Why doesn't the np.reshape() method actually change the shape of the array below:

arr1 = np.array([1,2,3,4,5,6,7,8])

np.reshape(arr1, (2,4))

arr1.shape

To maintain the shape of the original array.

100

I want to find the sum of the first one million natural numbers (1 + 2 + 3 + ... + 999999 + 1000000). The code below does not work. Can you explain why and how to fix it?

x = list(range(1, 1000001))

x = np.array(x)

result = np.sum(x, dtype=np.int32)

print(result)

The value is too large to be represented as a 32 bit integer. Need to return type to be np.int64

100

Breifly explain why you should avoid using for loops when doing some computation on a Python list. When should you use a for loop and when should you not use a for loop?

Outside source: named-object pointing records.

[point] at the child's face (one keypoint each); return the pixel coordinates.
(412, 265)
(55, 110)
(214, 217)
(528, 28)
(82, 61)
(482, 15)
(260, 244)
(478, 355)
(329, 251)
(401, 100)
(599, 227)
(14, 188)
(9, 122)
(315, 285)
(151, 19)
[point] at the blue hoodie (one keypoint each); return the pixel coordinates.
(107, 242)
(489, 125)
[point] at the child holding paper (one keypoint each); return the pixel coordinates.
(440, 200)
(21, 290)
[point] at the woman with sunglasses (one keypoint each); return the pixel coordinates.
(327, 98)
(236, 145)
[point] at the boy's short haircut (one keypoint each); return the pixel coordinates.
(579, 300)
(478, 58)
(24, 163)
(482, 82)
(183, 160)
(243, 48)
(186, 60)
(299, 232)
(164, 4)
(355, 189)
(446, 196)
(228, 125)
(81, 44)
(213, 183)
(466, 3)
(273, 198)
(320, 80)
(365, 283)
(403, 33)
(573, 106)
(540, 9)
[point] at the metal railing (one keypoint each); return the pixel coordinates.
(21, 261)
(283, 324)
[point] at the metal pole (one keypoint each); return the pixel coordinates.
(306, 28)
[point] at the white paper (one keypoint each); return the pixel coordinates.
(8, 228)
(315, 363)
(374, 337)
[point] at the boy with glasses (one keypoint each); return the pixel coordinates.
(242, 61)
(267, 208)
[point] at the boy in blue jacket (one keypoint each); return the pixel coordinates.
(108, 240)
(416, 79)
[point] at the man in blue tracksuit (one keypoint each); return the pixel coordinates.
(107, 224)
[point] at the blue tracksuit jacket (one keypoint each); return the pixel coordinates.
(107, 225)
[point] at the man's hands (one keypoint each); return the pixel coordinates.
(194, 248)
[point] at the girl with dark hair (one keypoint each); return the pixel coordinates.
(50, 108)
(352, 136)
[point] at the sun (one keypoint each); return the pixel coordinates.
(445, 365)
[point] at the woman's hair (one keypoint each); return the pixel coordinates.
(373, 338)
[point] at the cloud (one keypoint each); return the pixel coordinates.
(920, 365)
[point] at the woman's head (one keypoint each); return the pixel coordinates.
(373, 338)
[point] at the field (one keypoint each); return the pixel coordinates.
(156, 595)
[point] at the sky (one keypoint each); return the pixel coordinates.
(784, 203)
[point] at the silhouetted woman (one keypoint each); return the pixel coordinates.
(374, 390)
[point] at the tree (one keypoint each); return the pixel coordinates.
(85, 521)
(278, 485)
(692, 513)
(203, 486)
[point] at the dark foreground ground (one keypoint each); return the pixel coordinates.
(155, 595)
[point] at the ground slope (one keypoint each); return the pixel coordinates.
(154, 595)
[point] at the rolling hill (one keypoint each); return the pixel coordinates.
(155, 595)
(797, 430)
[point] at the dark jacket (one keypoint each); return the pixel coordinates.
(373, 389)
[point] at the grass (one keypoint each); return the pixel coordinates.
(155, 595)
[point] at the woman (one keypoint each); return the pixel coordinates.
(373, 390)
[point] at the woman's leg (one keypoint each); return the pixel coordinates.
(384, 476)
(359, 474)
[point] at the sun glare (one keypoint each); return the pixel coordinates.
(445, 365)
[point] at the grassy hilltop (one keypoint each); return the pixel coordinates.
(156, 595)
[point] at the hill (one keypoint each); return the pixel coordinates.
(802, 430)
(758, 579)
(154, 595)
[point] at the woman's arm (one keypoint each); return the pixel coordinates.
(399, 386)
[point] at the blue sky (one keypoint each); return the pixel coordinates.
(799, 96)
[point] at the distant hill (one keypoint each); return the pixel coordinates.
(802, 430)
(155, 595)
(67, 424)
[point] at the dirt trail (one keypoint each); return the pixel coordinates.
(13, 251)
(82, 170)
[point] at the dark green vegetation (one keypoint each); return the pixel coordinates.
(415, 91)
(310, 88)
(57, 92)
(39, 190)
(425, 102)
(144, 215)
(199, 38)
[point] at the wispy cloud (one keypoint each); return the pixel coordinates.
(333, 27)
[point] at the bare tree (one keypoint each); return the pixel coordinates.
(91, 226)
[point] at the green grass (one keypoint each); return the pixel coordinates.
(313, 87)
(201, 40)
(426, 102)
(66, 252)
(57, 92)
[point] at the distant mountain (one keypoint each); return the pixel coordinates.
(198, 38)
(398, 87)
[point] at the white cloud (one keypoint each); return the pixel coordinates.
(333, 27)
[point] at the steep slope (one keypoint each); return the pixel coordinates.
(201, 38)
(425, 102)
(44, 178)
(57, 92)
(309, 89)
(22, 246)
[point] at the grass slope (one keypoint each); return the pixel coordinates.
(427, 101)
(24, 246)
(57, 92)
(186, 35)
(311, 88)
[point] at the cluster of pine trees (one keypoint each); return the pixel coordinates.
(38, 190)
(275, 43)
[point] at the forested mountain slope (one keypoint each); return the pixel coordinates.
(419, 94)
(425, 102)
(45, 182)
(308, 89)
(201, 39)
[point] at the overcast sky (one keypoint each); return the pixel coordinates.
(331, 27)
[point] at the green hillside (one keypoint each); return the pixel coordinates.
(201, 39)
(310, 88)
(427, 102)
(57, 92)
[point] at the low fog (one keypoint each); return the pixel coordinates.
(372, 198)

Lists store points not the actual vlaues so it is more operations.

Use for loop if the list has different data types.

200

What is the numpy concept/idea that allow us to operate on mismatched shaped arrays by replicating the smaller array to make sure both arrays have compatible shapes?

Broadcasting

200

The starter code loads in the wine dataset (has different chemical features of various wine) from sklearn and stores it as a 2D array. Using this 2D array, extract all the columns within the array that has an average greater than 10.

data[:, np.mean(data, axis=0) > 10]

200

There are 3 arrays in the starter code. I want the dot product of all 3 for these arrays to be the array result=[39984, 82782, 61530] as a column vector. How might you do this?

arr1 = np.array([2,3,4,6,7,8,8,9,10,4,7,4]).reshape((3,4))

arr2 = np.array([3,5,2,6,1,5,1,8]).reshape((4, 2))

arr3 = np.array([6,3,4,6,3,2,5,12,14,3]).reshape((2, 5))

arr4 = np.array([2,5,12,14,3]).reshape((5, 1))

# Change the above code

result = arr1.dot(arr2).dot(arr3).dot(arr4)

result

200

The starter code loads in the iris dataset from sklearn and stores it as a 2D array.

"The data set consists of 50 samples from each of three species of Iris (Iris setosa, Iris virginica and Iris versicolor). Four features were measured from each sample: the length and the width of the sepals and petals, in centimeters."

A function for mulliple linear regression and r^2 is provided. The multlinreg(X, y_obs) take in data (X) and the dependent variable (y_obs) and it returns y_obs and y_pred (the predict values of y_obs given X). The r_sq(observed, pred) returns the r^2 values between the observed and pred arrays.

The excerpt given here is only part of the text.